The squirrels must be stopped

In just a few hundred years, we could be the ones wreaking havoc on their birdfeeders.

Walking from class to class recently has been quite an adventure – except by “an adventure,” I mean “a gruesome, dreadful nightmare provoked by small animals.” Squirrels, which are better known to scientists by the classification Demonikae evilus, have become perhaps the biggest threat to the campus since we had a McDonald’s on Washington Avenue.

In fact, my official estimates show that more than half of the student population has been negatively influenced by squirrel behavior while on campus. This bushy-tailed plague is only getting worse. The squirrel crime ring can probably be associated with more crime in the last week than an entire mob does in a month.

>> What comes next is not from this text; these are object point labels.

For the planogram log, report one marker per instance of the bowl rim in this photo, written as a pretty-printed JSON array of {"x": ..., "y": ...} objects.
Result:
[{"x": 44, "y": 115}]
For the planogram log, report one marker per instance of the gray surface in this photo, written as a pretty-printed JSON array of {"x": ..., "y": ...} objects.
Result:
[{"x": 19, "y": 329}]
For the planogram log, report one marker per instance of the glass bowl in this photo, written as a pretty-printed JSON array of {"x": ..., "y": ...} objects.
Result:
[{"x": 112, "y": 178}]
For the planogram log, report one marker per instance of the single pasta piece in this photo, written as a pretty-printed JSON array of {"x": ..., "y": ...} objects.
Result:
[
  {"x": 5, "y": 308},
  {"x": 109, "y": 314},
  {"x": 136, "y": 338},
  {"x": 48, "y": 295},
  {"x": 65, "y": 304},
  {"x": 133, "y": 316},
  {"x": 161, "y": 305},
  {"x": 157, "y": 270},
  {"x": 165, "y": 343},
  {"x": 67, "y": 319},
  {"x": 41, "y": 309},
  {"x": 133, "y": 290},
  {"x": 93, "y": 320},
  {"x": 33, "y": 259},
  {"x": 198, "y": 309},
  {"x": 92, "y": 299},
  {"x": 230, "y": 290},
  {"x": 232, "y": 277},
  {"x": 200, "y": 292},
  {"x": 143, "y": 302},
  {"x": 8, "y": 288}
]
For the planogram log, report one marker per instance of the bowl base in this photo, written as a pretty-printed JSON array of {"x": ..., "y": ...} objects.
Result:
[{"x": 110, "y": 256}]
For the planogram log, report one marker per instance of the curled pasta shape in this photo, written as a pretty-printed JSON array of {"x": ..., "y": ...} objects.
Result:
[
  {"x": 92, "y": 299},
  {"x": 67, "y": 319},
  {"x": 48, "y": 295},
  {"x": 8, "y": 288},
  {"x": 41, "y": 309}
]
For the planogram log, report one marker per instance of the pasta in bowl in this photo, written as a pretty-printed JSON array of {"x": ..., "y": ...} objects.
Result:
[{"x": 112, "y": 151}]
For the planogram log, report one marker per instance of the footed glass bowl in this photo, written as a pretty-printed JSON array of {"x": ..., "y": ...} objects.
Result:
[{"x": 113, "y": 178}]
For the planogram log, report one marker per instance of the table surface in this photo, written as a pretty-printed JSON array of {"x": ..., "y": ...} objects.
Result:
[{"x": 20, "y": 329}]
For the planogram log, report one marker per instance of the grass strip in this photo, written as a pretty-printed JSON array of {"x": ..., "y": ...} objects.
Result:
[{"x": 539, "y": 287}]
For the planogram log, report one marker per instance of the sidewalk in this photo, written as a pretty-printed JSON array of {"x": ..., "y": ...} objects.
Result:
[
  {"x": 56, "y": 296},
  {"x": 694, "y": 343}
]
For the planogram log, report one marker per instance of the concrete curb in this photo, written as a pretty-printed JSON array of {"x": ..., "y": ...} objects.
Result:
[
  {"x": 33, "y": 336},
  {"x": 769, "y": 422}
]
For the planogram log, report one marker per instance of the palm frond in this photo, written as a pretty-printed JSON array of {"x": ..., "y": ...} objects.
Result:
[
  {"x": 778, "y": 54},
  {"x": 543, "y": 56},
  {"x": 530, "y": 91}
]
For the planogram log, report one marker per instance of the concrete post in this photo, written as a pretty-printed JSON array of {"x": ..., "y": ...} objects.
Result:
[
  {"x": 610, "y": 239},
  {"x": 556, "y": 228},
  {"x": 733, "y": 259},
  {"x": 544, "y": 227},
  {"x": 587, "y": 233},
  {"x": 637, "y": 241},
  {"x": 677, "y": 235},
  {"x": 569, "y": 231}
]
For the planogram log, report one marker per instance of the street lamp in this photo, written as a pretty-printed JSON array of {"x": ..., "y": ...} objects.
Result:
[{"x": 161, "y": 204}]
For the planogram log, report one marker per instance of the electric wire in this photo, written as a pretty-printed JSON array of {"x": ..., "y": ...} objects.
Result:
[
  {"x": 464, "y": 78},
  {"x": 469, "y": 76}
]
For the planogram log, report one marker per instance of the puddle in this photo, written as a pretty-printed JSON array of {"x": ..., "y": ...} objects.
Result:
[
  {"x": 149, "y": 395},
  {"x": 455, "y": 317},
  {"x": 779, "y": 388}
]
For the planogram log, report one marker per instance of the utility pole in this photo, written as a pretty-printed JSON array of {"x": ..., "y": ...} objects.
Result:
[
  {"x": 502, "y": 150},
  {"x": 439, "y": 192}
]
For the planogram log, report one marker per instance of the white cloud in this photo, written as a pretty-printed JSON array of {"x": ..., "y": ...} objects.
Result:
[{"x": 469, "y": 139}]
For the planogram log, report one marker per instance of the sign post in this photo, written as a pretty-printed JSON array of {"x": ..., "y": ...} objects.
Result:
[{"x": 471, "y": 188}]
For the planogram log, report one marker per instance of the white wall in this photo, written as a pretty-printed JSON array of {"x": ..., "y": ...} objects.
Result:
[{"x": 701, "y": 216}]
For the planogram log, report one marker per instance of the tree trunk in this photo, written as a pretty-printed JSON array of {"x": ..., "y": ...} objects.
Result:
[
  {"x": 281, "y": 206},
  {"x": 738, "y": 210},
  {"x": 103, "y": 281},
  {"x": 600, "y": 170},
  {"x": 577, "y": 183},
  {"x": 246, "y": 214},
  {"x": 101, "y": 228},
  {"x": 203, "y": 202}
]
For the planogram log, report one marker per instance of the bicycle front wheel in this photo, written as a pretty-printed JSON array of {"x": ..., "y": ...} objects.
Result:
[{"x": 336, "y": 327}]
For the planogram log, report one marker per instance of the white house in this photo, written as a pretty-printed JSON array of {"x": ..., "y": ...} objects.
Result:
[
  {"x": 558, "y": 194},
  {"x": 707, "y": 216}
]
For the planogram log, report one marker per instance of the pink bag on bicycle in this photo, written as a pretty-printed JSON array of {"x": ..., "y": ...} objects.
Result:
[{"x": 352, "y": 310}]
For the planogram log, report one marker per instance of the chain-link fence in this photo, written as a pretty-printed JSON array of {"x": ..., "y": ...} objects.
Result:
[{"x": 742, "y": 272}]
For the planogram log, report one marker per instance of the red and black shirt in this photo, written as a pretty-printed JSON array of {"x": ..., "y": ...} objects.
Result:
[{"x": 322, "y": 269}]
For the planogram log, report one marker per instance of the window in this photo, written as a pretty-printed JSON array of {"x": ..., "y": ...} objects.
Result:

Offenses include defacing public and private property, stalking, smuggling, reckless homicide, indecent exposure, chipmunk enticement and tax evasion, to name a few. Squirrels can also be held accountable for many millions of dollars of damage to siding, electrical transformers, wires, gardens, the economy and so on.

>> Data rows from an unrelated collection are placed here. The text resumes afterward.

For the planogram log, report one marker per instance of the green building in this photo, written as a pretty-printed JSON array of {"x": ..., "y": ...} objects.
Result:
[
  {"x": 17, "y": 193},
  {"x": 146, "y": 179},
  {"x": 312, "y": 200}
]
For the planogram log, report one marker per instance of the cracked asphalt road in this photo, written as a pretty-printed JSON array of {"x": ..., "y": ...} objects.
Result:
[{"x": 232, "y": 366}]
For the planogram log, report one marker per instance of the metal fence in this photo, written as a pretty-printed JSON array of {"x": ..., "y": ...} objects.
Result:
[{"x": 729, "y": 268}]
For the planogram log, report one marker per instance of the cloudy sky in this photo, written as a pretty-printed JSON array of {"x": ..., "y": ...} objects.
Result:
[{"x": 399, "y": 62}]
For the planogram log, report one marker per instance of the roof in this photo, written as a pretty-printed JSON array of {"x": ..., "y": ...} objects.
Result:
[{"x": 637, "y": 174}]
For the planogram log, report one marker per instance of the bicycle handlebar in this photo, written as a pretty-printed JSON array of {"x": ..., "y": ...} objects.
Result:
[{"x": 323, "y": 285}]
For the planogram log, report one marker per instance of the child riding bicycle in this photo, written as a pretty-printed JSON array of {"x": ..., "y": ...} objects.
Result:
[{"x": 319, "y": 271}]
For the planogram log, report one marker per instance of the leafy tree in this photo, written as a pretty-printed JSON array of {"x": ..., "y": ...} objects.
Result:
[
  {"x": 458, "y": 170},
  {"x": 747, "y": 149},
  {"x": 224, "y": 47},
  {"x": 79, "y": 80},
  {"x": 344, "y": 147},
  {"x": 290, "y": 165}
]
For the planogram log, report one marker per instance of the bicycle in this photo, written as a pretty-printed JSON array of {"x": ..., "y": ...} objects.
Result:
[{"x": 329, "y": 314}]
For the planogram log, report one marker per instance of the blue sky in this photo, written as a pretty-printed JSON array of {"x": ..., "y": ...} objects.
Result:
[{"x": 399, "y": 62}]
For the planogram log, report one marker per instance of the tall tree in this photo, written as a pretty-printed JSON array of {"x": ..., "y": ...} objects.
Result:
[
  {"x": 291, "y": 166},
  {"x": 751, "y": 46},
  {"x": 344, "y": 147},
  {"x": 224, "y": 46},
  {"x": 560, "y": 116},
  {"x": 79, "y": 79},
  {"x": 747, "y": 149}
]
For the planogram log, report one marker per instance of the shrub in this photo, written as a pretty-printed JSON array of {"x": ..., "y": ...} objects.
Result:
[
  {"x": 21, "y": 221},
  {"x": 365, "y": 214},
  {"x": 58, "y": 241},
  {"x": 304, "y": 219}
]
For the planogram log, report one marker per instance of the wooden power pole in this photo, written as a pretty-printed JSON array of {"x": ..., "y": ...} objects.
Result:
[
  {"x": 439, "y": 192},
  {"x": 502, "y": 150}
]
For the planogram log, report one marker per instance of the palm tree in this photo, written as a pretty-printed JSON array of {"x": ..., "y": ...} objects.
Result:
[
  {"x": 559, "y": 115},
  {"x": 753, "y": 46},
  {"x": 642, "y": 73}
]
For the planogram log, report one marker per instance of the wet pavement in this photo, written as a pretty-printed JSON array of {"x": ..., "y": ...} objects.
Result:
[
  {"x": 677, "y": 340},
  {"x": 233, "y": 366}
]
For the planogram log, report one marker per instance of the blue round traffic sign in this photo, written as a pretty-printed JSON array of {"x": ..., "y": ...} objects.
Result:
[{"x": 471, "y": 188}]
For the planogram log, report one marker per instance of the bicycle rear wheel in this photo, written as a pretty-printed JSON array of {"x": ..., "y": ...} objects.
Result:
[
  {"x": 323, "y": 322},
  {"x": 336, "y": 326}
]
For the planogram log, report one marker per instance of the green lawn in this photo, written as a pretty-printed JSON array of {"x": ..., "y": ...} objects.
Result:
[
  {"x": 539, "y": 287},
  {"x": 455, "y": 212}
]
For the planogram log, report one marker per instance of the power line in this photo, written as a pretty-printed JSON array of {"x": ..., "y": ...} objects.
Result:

The problem with squirrels is they only have two select goals in their lives. The first is they try to eat as much as they possibly can, sometimes to the point of immobility. Have you seen the beasts on Northrop Mall? I’ve seen smaller full-grown kangaroos. The second goal is also somewhat obvious, being that the squirrel populace aims to take over the world using various tactics of annoyance and provocation, thus incapacitating mankind’s societal infrastructure. Unsettling, isn’t it? In just a few hundred years, we could be the ones wreaking havoc on their birdfeeders.

Evidence of increasing squirrel hostility is everywhere. I have heard countless horror stories from friends who were either bludgeoned with falling walnuts or lured into car accidents by squirrels who cheat death in the middle of the road.

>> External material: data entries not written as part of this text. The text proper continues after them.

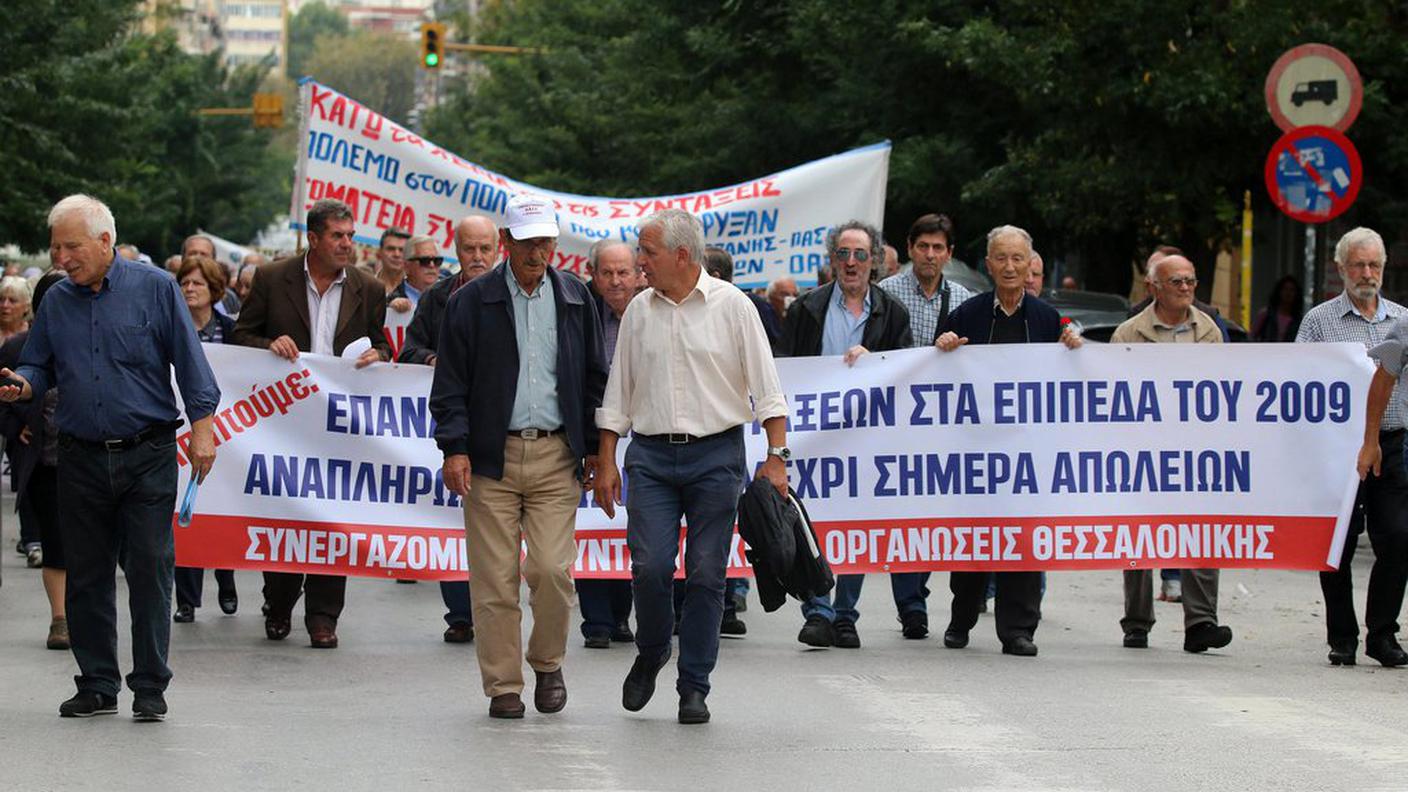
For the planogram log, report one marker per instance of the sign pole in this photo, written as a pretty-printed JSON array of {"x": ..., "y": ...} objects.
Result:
[
  {"x": 1310, "y": 269},
  {"x": 1245, "y": 292}
]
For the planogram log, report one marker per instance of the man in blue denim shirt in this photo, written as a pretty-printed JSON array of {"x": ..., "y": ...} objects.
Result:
[{"x": 109, "y": 337}]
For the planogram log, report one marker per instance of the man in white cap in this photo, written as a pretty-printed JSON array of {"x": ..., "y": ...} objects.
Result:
[{"x": 518, "y": 375}]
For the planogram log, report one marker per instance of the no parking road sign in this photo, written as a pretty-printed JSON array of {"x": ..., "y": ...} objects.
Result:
[{"x": 1314, "y": 174}]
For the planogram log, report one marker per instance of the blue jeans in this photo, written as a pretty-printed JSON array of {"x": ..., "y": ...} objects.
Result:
[
  {"x": 456, "y": 602},
  {"x": 118, "y": 503},
  {"x": 910, "y": 589},
  {"x": 701, "y": 482}
]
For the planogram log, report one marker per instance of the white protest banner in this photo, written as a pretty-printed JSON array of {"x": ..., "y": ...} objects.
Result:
[
  {"x": 773, "y": 226},
  {"x": 1022, "y": 457}
]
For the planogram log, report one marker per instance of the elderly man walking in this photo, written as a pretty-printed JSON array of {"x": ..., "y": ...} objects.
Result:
[
  {"x": 1004, "y": 316},
  {"x": 518, "y": 376},
  {"x": 109, "y": 338},
  {"x": 1173, "y": 319},
  {"x": 692, "y": 367}
]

I got my first taste of squirrel malevolence early last year, as I was strolling past the chemistry building. Ahead of me, I saw – and I’m not making this up – a squirrel leap straight up from the bottom of a garbage can, only to plunge back inside where he started. Frankly, it was hilarious to see the little vermin stuck in there. But as I approached the edge of the receptacle, taunting it the whole while, he scurried up the side and onto the top.

“Screw you,” it said in perfectly clear, chirpy-sounding English.

I turned, flabbergasted, and started to run. It chased me for a block, if only to make me hear its maniacal laughter, and then retired back to the bushes. I sprinted home, nearly peeing my pants because of all the hysteria.

OK, fine, I’ll admit it – I did pee my pants. There. I said it.

Anyway, the point is that there has to be some sort of underground squirrel conspiracy going on. Their campus regime needs to be stopped once and for all, and efforts must be made to educate students and faculty about squirrel safety. Additionally, we might need a few hundred exterminators and an electric fence installed on the campus perimeter. That said, I propose we all agree to a small tuition hike (somewhere between 2 percent and 45 percent more per year) so we never have to worry about succumbing to a complete squirrel takeover.

And with my lofty pull in student government, I can virtually guarantee things are gonna change around here.

So for now, be safe, don’t provoke the squirrels and use your “shifty eyes” at all times.